Na Bienal, Cildo Meireles, Nuno Ramos, Paulo Bruscky, Joseph Kosuth e Zé Celso defendem obras mais sutis
Obras desses artistas não ignoram críticas a figuras e estruturas de poder, mas trilham rotas mais simbólicas
DE SÃO PAULO
É impossível ver a distância, mas a paisagem idílica
num cilindro gigantesco,
obra de Cildo Meireles na Bienal, gira movida por homens
de verdade num engenho às
avessas debaixo dela.
Meireles passa longe da
campanha política para revelar e ao mesmo tempo esconder as engrenagens do poder
e da construção da imagem.
Não é território estranho
para quem já circulou mensagens contra a ditadura em
cédulas de dinheiro e garrafas de Coca-Cola nos anos 60.
"Arte política não pode ser
imediatista, o trabalho tem
que estar inserido na história
da arte", resume Meireles.
"Não adianta fazer denúncia
de pernas curtas, que não sobrevive às circunstâncias."
Pernas curtas, no caso, teriam a pseudocampanha de
Roberto Jacoby a favor de Dilma Rousseff, ou mesmo os
assassinatos do papa, Lula e
George Bush por Gil Vicente.
Sem violência, Paulo
Bruscky parou o trânsito numa ponte em Recife durante
a ditadura, amarrando uma
fita vermelha de ponta e ponta.
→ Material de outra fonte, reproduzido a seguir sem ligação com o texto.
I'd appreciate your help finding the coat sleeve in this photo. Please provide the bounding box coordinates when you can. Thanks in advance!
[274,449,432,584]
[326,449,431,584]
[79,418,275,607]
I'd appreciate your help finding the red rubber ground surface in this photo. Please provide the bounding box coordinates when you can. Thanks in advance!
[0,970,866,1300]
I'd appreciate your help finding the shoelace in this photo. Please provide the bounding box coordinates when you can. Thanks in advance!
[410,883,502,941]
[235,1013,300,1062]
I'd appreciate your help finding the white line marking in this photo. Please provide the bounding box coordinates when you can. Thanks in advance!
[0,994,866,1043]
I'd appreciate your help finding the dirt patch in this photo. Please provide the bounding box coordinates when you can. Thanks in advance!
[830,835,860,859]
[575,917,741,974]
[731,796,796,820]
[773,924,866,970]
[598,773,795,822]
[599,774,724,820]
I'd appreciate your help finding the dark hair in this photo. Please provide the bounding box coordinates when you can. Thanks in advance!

Está na Bienal um filme
das pessoas que param,
olham e decidem passar por
baixo ou por cima da linha.
"Eram obras que expunham o clima de uma época", lembra Bruscky. "Trabalhei até com termômetros,
mostrando o clima político
como poesia e como tensão."
Nessa tensão, o artista foi
preso duas vezes nos anos 70
e diz ter sido ameaçado de
morte pelo regime militar.
"Passei seis meses com medo
de ser morto", conta. "Diziam que eu seria assassinado, ou melhor, acidentado."
MÍSSIL DO DISCURSO
Nos Estados Unidos, o artista Joseph Kosuth enfrentou ameaças de outra ordem.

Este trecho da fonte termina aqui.